The girl will not be born during the same phase -- those girls are already probably resilient and confident, being born in the same manic phase you were. Looking back on the late 2000s, I think it was mainly the late '80s-born girls (the sad girls) who were drawn to me as an MPDG, whereas the early '90s-born girls were the wild-child type and just felt like me being older than them added transgressive value to the random hot guy value.
So in the current restless warm-up phase, that means the girls most in need of an MPDG will be born during the first half of the 2000s, a vulnerable phase that created the generation of sad girls looking for an encouraging daddy figure on TikTok. Those born in the second half of the 2000s are going to be another wild-child cohort, who would be interested in you more for taboo-pressing value.
While the early 2020s could feature the occasional older-people version like me and Aimee, the scenario will most likely be a guy born from '95-'99 and a girl born from '00-'04, and only during this '20-'24 window (a restless phase of the cycle, when people come out of their vulnerable-phase refractory states, but some are more wary of doing so and need coaxing).
Also like the female MPDGs, I think you need the typical shape of your gender -- hourglass waist-hip ratio for females, but inverted triangle torso for males. And attractive to seriously hot. But part of the MPDG quirk is being atypical of their gender in just a few ways, with the female ones having a bit of a tomboy streak, and therefore the male ones being more empathetic than the average guy. I think both male and female MPDGs are corporeal rather than cerebral, and therefore butt people rather than boob people. You're an *earthly* guardian angel.

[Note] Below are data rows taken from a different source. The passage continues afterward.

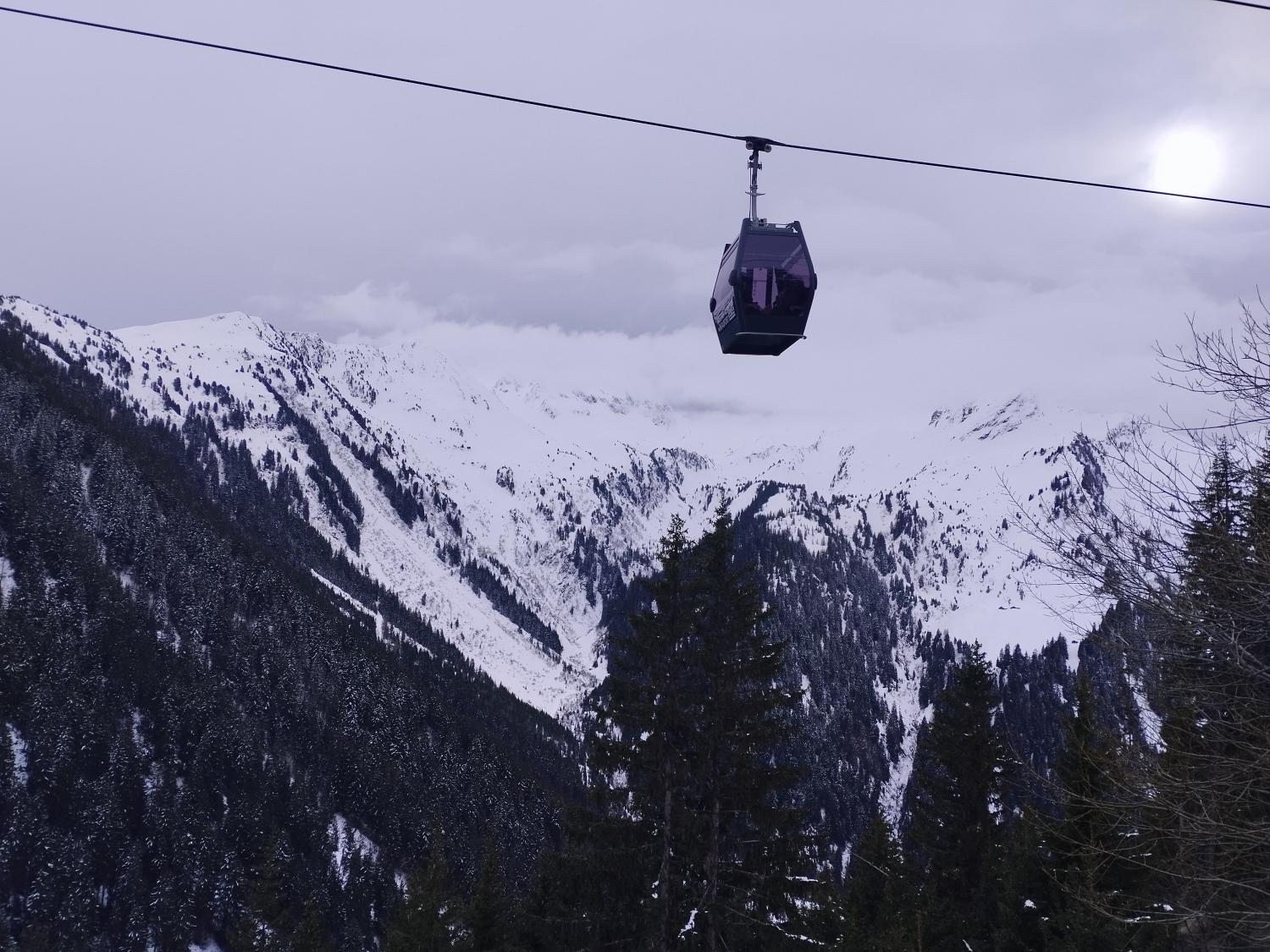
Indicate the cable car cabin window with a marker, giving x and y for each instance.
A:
(721, 289)
(774, 277)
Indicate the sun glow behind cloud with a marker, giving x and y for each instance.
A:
(1188, 160)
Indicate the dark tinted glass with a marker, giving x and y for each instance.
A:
(724, 271)
(780, 253)
(775, 276)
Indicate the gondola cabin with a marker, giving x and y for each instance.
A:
(765, 287)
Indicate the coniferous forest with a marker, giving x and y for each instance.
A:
(206, 744)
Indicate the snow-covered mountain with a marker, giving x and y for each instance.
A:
(525, 484)
(512, 517)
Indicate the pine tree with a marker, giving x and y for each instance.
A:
(424, 918)
(876, 903)
(639, 743)
(746, 847)
(489, 916)
(952, 838)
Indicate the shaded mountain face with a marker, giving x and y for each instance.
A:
(203, 707)
(513, 520)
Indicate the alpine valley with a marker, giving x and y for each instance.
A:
(383, 593)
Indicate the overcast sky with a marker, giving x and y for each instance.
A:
(144, 182)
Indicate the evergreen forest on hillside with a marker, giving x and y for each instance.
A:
(215, 733)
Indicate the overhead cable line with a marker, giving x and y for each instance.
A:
(616, 117)
(1245, 3)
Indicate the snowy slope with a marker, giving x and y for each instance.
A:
(549, 492)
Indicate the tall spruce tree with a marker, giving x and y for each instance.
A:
(424, 918)
(490, 916)
(688, 749)
(878, 903)
(952, 839)
(748, 850)
(639, 746)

The degree of physical intimacy is not set in stone, it could involve only flirtatious touchy-feely behavior, or go all the way. You're not a purely Platonic friend looking to boost their self-esteem, and you really will be infatuated with them. But just know that it's not meant to last, and it will be more of an intense unique adventure, not a stable and thankfully-boring marriage.
This isn't because it's a fling or summer romance, but because you're partly a father-figure or coach to them, and that restoring or building their confidence is a temporary role. Once they've found it, they've found it. There's not a whole lot more for you to do in that role. They're capable of flying on their own now, thanks in part to you, and they're meant to find someone else, somewhere else, for the long-term.
You won't feel so much "single" (angry, depressed, etc.), as much as an empty-nester (bittersweet).
Still, just as the bittersweet feeling of being an empty-nesting parent should not prevent you from getting married and raising children in the first place, neither should it keep you from playing an MPDG role for a sad girl who catches your attention, who's full of potential, lovable, and deserving, but needs to be won over and convinced of it.